Monday, February 23, 2015

Frankenstein Sundae, 100



Shelley—The Pursuit: From Field Place to Tan-yr-Allt


Hail to thee, blithe spirit!
Bird thou never wert—
That from heaven or near it
Pourest thy full heart
In profuse strains of unpremeditated art.
                        —“To a Skylark,” Percy Bysshe Shelley, 1820

… Shelley’s life seems more a haunting than a history.
                        —Richard Holmes, Shelley—The Pursuit, 1974.

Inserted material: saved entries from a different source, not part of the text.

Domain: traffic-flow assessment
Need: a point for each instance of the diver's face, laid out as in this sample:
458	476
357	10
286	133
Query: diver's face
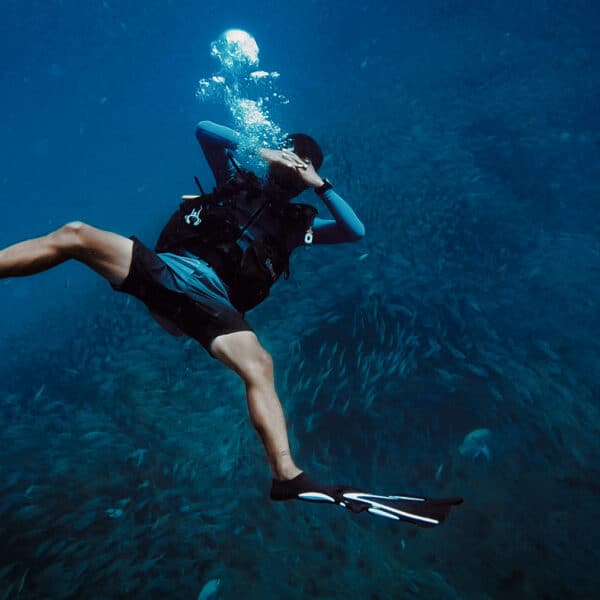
286	176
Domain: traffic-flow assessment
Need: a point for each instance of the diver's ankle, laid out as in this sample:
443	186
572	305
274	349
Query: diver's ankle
287	473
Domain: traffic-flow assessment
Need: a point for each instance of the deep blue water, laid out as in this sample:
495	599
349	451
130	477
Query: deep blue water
466	135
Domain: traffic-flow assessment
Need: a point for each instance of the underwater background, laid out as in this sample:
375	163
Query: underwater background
453	351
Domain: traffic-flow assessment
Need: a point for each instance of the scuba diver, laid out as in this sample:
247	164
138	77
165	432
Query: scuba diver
217	258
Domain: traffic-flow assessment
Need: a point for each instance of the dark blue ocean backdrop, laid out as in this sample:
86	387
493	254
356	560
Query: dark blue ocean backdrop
453	351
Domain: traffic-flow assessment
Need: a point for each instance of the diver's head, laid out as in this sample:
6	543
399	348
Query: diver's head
285	176
305	147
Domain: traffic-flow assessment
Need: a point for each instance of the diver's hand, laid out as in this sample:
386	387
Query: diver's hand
287	158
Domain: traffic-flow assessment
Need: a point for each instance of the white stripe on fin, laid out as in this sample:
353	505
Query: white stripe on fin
318	496
382	513
361	497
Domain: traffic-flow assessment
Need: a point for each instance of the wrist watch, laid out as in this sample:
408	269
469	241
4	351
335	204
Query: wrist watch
324	187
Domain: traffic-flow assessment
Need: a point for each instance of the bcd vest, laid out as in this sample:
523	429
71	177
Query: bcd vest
210	227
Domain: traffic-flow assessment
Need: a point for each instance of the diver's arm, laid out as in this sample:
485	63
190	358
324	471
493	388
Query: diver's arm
215	140
346	227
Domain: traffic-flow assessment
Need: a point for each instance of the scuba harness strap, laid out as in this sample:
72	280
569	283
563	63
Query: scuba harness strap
209	226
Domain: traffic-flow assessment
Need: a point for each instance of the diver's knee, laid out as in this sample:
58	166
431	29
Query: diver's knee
258	368
70	238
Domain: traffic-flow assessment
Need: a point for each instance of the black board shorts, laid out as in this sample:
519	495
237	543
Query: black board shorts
151	280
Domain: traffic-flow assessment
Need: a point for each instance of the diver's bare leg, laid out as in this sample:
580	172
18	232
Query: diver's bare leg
242	352
105	252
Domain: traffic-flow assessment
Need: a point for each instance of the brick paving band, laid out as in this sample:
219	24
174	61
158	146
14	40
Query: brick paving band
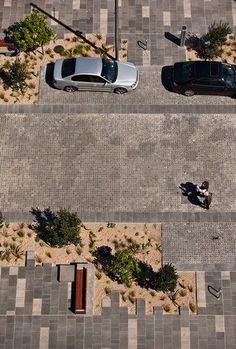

In mid-April 1998, I read Richard Holmes’ magnificent Shelley—The Pursuit (1974), the first biography of Percy Bysshe Shelley I’d ever read. I had only recently learned, as I mentioned earlier, that Shelley’s middle name rhymed with fish, not with fishy, the way I’d been pronouncing it since my first required reading of  Shelley's “To a Skylark” in high school and had suffered a first-stanza collision with the word wert, a word that convinced me, first, that poets could just make up any old word they wanted to and, second, that poets were, well, not like Real Men. I mean, really, in our literature anthology the picture of Shelley (Hey, isn’t that a girl’s name? And Percy isn’t much better!) showed a soft-featured young man with long hair, and long hair in 1961 meant only one thing to my crude crowd and me: Queer. Shelley’s use of thou and thy and pourest confirmed it. (We were—I was—very, very dumb and bigoted in 1961.)
Thirty-seven years later, in Holmes, I started to learn that I could not have been more wrong about him—in many ways. Shelley, for one thing, loved women—oh, did he!—so much so that his percolating libido contributed to the suicide of his first wife, Harriet, and made Mary, in the last years of his life, desperately unhappy about his attentions to other women in their circle—and even to a young woman living in a convent.
He was also a ferociously curious and gifted young man. (Dead at 29, he never got to be even middle-aged.) His father—Sir Timothy—was a far more conventional and conservative man, and his son baffled him (eventually angered him) in just about every way possible. One example: In his first months at Oxford, Bysshe, 19, and a friend (Thomas Jefferson Hogg) composed and published (anonymously) a pamphlet they called The Necessity of Atheism. The Oxford authorities were not pleased and, after discovering the authors’ identities, promptly dismissed the two young men. Can you imagine Sir Timothy Shelley’s shame? His outrage? It would get worse.
Anyway, Shelley’s story began to interest me so much that I found myself engaged in my own pursuit, charging around to places related to him, places that had no real direct connection to Mary, whose life I was supposedly researching and writing. I’d gone off on a tangent—a detour that, like many other unexpected routes, traversed terrain sometimes more scenic and dramatic than what lay along the main road.